Po mszy świętej, odprawionej w jeleniogórskiej bazylice wyruszył barwny korowód pełen kolędników ubranych w korony i wyposażonych w śpiewniki.
- Orszak wrósł już w tradycję miasta. Dla osób wierzących jest to jedno z najważniejszych świąt i najstarszych, obchodzonych już bowiem w IV wieku – podkreślała Barbara Polek.
Pastorałki grał góralski zespół „Janicki”. Po drodze prezentowane były scenki z drogi mędrców do Betlejem. Królowie zamiast na koniach, jak w ubiegłym roku, jechali wozem strażackim, co było dużą atrakcją, szczególnie dla zebranych dzieci. Całość zakończyła się na Placu Ratuszowym, gdzie mędrcy świata wraz z tłumami jeleniogórzan pokłonili się Dzieciątku Jezus.
- Jest niepowtarzalna atmosfera, wszyscy weseli, uśmiechnięci, razem śpiewają kolędy. Bardzo mi się podoba pomysł orszaku – powiedział Edward Lango z Jeleniej Góry.
- Już trzeci raz bierzemy udział w orszaku i jak zawsze jest wspaniale. Naszym dzieciom bardzo się podoba, podtrzymujemy w ten sposób również tradycję – stwierdził Artur Chmielewski z Jeleniej Góry.
- Ładnie śpiewają kolędy i wszyscy są kolorowo ubrani – dodała Asia Chmielewska.

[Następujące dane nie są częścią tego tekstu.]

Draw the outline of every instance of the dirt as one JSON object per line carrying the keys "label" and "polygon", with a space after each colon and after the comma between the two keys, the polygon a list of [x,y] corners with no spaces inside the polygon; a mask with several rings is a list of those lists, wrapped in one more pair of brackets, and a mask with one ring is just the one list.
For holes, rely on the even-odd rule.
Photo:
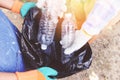
{"label": "dirt", "polygon": [[[3,10],[21,30],[23,19],[19,14]],[[90,44],[93,62],[88,70],[59,80],[120,80],[120,22],[106,27]]]}

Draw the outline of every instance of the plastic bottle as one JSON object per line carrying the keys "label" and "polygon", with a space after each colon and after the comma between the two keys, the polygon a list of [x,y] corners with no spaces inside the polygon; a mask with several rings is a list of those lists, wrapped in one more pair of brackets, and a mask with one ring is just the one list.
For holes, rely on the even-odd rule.
{"label": "plastic bottle", "polygon": [[38,40],[41,43],[41,49],[46,50],[47,47],[53,42],[56,23],[53,22],[47,8],[42,9],[42,16],[39,23],[39,37]]}
{"label": "plastic bottle", "polygon": [[62,46],[63,48],[69,47],[74,41],[76,27],[75,22],[76,21],[72,13],[65,14],[64,21],[62,22],[62,36],[61,36],[62,43],[64,45]]}

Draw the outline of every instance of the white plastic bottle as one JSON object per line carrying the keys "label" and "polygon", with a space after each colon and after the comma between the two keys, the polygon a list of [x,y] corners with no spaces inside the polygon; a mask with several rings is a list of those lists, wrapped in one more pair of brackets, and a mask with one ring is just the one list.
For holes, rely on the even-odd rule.
{"label": "white plastic bottle", "polygon": [[76,21],[72,13],[66,13],[62,22],[62,48],[69,47],[75,38]]}
{"label": "white plastic bottle", "polygon": [[42,16],[39,22],[39,36],[38,40],[41,43],[41,49],[46,50],[53,42],[56,23],[54,23],[52,16],[48,13],[47,8],[42,9]]}

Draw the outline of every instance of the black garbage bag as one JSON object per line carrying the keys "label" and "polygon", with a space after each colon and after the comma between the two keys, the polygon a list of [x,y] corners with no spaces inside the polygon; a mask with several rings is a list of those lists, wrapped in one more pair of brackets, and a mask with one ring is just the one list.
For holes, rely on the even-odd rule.
{"label": "black garbage bag", "polygon": [[64,49],[60,45],[61,23],[56,28],[54,41],[46,50],[41,49],[38,40],[41,10],[37,7],[30,9],[26,15],[22,28],[22,52],[27,70],[36,69],[42,66],[48,66],[58,71],[58,78],[63,78],[88,69],[92,62],[92,51],[89,44],[85,44],[81,49],[65,55]]}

Orszak Trzech Króli przywrócił starą polską tradycję jasełek ulicznych, rozśpiewanych kolędników głoszących na ulicach radosną nowinę o narodzeniu Jezusa. Coraz więcej miast organizuje podobne imprezy. W tym roku, w naszym regionie, orszak przeszedł również ulicami Karpacza.